Smith Rebound, Tempo and Tempo Max

The Rebound

Bike gear that doubles as bar gear just makes sense. Why would you want to have two pairs of sunglasses when you only need one? With Smith’s new Rebound, Tempo and Tempo Max, you only need one. The Rebound is a little more lifestyle, a little less performance, while the Tempo and Tempo Max are the inverse.

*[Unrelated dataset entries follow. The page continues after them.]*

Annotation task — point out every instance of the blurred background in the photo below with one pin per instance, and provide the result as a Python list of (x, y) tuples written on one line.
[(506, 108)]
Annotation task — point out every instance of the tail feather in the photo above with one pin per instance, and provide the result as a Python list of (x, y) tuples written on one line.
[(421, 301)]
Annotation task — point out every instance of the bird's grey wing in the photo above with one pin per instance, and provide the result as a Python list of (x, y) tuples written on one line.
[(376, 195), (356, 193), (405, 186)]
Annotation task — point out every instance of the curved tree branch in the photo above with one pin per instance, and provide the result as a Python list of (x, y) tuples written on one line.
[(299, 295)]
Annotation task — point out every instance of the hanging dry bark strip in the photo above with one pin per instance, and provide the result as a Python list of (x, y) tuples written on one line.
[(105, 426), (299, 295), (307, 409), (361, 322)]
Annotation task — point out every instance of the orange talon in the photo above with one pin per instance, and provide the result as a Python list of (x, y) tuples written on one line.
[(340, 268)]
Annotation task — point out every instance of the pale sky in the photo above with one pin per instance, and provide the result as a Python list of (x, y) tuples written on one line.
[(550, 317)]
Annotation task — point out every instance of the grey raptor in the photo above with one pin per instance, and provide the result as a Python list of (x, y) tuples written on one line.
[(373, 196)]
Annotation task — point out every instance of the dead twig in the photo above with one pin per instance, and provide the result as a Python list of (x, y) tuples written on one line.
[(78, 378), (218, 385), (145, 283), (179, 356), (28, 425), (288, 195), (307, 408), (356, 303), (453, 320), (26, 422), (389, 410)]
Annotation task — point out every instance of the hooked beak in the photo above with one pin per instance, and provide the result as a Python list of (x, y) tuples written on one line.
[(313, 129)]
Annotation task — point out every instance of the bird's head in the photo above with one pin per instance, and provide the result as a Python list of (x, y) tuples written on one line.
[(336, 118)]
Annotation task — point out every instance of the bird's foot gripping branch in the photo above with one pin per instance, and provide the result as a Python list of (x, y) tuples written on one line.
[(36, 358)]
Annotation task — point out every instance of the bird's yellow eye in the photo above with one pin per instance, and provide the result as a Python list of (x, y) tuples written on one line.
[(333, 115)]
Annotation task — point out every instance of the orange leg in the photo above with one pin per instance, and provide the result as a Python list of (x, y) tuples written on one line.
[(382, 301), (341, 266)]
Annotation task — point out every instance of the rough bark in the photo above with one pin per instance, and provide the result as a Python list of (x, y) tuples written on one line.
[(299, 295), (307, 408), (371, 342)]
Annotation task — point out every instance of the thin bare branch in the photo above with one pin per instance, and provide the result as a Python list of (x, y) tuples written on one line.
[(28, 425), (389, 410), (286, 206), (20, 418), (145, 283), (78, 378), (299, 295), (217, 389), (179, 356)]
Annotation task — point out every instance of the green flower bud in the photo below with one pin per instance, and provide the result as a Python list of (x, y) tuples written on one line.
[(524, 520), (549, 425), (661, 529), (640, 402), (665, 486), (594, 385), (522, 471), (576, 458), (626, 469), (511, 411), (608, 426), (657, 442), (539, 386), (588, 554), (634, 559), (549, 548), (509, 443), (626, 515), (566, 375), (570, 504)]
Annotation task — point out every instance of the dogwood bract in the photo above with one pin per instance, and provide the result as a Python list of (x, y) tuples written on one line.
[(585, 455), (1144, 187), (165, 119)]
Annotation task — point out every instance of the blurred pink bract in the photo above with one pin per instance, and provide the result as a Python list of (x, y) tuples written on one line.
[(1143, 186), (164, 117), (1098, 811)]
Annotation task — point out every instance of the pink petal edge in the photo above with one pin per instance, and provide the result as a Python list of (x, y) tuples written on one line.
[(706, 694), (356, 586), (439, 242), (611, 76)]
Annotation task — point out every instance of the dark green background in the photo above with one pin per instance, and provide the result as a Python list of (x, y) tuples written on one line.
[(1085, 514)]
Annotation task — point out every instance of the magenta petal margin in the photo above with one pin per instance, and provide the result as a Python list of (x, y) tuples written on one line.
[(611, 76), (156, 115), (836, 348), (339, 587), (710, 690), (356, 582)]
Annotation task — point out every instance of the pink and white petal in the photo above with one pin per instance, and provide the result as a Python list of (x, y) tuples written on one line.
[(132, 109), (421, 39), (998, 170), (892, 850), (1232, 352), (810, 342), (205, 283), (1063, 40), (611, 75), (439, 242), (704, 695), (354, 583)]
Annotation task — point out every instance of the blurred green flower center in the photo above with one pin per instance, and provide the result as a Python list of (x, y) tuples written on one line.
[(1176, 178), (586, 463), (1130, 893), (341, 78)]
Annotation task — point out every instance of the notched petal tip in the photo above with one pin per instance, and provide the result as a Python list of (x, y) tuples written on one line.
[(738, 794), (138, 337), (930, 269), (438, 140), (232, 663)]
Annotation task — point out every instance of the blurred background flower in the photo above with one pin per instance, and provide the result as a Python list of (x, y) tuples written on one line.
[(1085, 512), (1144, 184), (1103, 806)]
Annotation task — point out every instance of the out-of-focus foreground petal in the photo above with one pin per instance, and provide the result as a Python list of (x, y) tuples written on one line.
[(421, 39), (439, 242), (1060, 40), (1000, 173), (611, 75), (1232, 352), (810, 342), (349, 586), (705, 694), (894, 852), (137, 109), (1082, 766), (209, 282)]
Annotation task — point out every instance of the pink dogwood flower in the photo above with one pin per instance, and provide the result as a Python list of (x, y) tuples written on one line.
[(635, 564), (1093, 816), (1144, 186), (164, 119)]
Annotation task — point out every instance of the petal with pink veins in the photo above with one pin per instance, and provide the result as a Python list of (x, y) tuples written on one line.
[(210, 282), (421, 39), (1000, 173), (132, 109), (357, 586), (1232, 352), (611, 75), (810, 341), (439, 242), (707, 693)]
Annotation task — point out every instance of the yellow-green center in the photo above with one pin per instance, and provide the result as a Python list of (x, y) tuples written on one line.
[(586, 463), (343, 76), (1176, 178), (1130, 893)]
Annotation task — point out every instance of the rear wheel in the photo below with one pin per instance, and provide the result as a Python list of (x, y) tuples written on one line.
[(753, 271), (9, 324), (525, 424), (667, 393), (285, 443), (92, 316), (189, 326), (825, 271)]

The Rebound is a full-frame enduro-inspired model. It comes with ChromaPop technology and has a polarized option as well. The nose-pad and arms are both designed to avoid slip when the going gets rough, and they, of course, interface with Smith helmets. The Rebound is available now for $140, or $170 if polarization is your thing.

The Tempo.

The Tempo and Tempo Max (read as larger) are half-frame options to help move perspiration and air away from your face. Like the Rebound, the lens has the color-enhancing ChromaPop tech with polarized options. Unlike the Rebound, the two Tempo models have interchangeable lenses and ship with normal and low-light lenses. The Tempo models retail for $170, or $200 for polarized.

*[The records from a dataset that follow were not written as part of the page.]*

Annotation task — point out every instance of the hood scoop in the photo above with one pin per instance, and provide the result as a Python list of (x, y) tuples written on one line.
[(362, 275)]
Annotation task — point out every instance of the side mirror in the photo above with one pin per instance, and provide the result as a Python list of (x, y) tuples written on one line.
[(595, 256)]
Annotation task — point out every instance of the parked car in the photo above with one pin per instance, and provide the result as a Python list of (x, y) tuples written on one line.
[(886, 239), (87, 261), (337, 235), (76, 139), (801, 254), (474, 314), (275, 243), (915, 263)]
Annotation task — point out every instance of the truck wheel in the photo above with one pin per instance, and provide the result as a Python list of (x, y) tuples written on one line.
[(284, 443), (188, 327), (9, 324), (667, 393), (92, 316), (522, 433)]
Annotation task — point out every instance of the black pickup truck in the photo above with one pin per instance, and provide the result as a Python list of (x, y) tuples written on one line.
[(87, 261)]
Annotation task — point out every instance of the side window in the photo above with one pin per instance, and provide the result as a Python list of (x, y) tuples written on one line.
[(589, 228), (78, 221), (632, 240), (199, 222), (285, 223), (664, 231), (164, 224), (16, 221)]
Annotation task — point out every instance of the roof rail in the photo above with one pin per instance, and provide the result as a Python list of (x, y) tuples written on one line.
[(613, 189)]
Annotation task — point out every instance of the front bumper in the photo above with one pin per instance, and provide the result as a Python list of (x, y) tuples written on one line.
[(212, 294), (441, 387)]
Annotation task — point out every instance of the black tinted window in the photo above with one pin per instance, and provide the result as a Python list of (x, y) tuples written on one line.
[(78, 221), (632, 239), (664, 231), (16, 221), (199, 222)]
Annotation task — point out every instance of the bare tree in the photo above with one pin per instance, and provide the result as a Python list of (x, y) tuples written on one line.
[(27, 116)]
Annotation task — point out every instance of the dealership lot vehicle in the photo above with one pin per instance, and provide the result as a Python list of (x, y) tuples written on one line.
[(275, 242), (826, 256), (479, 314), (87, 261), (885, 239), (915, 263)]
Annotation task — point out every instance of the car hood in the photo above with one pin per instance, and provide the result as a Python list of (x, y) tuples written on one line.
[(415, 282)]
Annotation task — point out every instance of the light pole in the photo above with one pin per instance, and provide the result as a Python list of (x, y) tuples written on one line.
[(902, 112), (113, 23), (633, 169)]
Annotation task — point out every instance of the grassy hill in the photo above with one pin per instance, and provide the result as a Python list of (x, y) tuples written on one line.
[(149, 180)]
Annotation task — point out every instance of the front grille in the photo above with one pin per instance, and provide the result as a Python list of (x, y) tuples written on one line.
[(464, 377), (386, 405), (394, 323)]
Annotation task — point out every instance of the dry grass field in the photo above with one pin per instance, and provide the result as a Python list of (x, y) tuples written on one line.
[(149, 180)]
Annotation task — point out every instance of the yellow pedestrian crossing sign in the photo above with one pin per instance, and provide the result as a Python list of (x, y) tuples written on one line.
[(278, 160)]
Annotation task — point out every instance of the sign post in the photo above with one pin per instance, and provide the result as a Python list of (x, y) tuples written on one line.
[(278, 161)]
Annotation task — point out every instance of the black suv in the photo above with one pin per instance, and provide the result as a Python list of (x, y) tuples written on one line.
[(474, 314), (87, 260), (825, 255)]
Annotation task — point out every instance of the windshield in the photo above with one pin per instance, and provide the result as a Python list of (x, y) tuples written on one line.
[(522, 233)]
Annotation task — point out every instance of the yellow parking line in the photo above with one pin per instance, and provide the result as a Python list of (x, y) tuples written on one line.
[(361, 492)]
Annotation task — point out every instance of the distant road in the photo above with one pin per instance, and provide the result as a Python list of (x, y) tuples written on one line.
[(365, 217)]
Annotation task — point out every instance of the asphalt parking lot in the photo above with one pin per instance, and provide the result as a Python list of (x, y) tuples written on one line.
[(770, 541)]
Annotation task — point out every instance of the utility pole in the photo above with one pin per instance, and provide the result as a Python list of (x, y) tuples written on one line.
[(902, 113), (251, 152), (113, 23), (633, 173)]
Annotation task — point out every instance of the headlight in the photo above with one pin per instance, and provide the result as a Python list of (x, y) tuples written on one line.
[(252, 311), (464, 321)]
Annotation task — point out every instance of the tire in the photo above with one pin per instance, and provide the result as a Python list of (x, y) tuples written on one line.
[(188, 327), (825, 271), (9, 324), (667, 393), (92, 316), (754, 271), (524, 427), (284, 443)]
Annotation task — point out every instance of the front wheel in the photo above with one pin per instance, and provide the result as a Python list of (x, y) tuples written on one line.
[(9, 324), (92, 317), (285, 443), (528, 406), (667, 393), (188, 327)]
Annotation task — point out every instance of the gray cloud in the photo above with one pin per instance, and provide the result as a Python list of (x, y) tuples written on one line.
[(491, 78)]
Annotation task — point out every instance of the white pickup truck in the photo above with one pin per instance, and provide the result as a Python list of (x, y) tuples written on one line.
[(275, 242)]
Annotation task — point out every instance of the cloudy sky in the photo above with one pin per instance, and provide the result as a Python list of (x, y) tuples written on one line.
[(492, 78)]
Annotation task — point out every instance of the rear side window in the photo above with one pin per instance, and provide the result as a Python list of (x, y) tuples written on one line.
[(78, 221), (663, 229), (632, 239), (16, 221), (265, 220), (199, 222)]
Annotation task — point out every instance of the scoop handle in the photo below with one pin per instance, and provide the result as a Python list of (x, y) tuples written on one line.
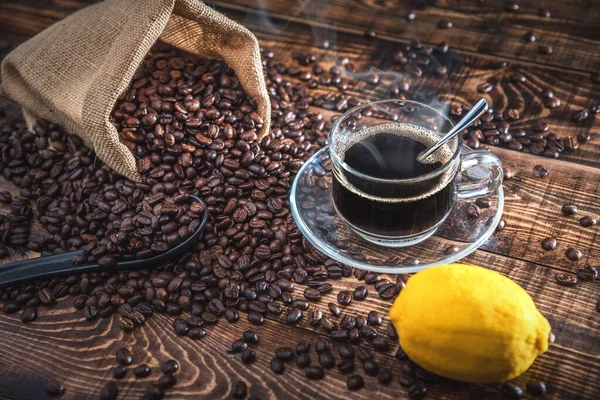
[(479, 108)]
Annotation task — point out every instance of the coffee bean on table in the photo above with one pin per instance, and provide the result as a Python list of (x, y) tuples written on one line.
[(539, 171), (385, 377), (277, 366), (587, 273), (124, 356), (360, 293), (250, 337), (238, 346), (355, 382), (322, 345), (573, 254), (314, 372), (569, 209), (255, 318), (170, 367), (588, 221), (565, 279), (417, 391), (54, 388), (293, 316), (334, 309), (109, 391), (141, 371), (303, 360), (371, 368), (537, 388), (119, 372), (344, 297), (511, 391), (285, 353), (239, 390), (248, 356), (302, 347), (29, 314), (549, 243), (327, 360)]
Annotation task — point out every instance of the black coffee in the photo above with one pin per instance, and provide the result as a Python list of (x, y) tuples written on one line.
[(393, 208)]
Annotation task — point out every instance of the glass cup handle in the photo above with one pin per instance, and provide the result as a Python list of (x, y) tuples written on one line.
[(481, 174)]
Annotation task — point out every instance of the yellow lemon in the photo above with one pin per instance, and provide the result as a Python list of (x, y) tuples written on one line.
[(469, 324)]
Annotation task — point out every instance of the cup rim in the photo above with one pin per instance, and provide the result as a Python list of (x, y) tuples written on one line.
[(419, 178)]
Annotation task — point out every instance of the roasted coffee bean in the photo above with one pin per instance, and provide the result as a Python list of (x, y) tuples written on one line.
[(314, 372), (170, 367), (240, 389), (119, 372), (166, 381), (54, 388), (109, 391), (569, 209), (141, 371), (539, 171), (250, 337), (248, 356), (293, 316), (511, 391), (537, 388), (573, 254), (255, 318), (587, 273), (312, 294), (360, 293), (565, 279), (124, 356), (238, 346), (588, 221), (344, 297), (285, 353), (277, 366), (303, 360), (374, 318), (370, 367), (355, 382), (326, 359), (549, 243)]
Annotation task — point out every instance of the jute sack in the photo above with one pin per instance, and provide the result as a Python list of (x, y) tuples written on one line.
[(73, 72)]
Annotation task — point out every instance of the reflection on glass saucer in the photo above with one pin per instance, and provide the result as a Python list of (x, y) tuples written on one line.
[(313, 210)]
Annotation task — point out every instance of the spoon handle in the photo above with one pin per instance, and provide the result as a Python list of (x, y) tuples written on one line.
[(41, 267), (479, 108)]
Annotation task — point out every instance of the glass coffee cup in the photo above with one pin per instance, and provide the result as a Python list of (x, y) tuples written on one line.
[(380, 189)]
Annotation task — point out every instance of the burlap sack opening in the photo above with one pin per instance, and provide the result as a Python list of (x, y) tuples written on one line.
[(73, 72)]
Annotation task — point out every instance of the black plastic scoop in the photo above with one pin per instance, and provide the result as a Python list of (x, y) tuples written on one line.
[(60, 264)]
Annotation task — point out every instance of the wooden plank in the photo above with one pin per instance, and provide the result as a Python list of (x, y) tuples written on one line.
[(486, 30), (63, 346)]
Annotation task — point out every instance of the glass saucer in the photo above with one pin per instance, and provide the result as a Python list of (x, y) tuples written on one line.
[(313, 210)]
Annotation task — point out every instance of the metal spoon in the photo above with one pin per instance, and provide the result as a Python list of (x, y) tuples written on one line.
[(60, 264), (479, 108)]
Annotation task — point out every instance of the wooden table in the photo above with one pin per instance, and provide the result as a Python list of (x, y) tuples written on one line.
[(62, 344)]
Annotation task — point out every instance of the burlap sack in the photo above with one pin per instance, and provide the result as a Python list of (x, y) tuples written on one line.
[(73, 72)]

Both the Rebound and Tempos are RX compatible. Learn more here.

Spurcycle Saddle Bag

There is something to be said for simplicity. The Spurcycle Saddle Bag is a textbook example of simplicity. Unwrap the Saddle Bag and it resembles as small lunch bag—around one PB&J in surface area, and two PB&Js deep. In other words, it can fit the essentials: a tool, some plugs or a tube, a snack, a tire lever or two, and so on—you get the point. Stuff in what you want to carry, roll it up with the velcro strap, and then thread the reinforced section of said strap through your seat-rails. Done. There are no zippers to break, no organizational pockets to deal with and no weird mounting systems to learn. The material is weatherproof and the bag won’t get in the way when used in conjunction with a dropper post. Learn more here.

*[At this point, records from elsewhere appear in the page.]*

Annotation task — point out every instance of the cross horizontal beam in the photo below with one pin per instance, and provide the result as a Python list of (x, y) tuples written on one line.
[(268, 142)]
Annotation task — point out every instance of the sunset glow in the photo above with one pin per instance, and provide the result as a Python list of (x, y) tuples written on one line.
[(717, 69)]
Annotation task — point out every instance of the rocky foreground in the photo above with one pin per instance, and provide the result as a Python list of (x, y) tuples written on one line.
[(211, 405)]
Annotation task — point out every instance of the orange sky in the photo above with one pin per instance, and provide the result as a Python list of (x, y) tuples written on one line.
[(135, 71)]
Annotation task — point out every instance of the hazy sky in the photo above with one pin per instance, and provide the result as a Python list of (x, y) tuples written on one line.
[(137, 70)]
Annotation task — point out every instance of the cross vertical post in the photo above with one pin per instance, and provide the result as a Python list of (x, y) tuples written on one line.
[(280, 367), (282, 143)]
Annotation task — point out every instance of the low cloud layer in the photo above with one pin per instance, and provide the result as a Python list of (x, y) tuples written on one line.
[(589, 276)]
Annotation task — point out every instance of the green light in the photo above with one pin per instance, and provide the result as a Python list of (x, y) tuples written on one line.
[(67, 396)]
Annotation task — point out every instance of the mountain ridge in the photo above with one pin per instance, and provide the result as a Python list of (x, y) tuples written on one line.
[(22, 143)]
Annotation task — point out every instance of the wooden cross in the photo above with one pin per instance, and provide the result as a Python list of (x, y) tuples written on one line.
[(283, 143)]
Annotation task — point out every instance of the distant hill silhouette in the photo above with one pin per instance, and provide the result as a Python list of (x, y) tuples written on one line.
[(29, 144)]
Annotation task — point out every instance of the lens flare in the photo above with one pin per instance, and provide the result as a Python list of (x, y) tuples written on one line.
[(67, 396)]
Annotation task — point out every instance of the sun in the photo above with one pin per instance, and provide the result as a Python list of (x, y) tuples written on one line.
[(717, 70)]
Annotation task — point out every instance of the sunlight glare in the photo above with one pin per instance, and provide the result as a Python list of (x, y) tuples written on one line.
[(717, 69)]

Fix Manufacturing Wheelie Wrench

Photo: Satchel Cronk

The Wheelie Wrench isn’t dissimilar to any other bike tool you have used. It has 2-millimeter through 6-millimeter Allen keys, a T10, T25, a Phillips and a flat head. A separate removable piece has a tire lever, an 8-millimeter and 10-millimeter box wrench, an open ended 15-millimeter wrench (for pedals), spoke wrenches and a bottle opener. Nothing about any of that makes this tool stand out. What does make it stand out is the way it is carried. The tool is nearly flat and slides into a plastic bracket as a belt buckle, or the bracket can attach to a backpack strap, or really any strap for that matter. It is barely noticeable until you need an Allen (or a bottle opener). Slide it out, fix your problem, slide it back in and forget about it until next time. The Wheelie Wrench is $30, belts are $35 to $50 depending on model (tool sold separately) and the plastic bracket is $25 (available in a narrow or wide option). Learn more here.

Hiplok Z Lok Combo

It isn’t often you need a lock on a ride, but every now and then you might want to stop into the gas station or grab some food from the grocery store. Sometimes, a lock comes in handy. But carrying a big cable or a U-lock isn’t feasible, or fun. I can’t make any claims as to whether carrying a Z Lok is fun, but it is feasible. And while anybody with a hefty pair of wire-cutters could probably get through it, the lock will stop a greedy passerby. It is essentially a steel-core zip tie, locked with a three-number combination. A combination also means you don’t have to worry about a key. Just throw the lock in your pack or pocket and go.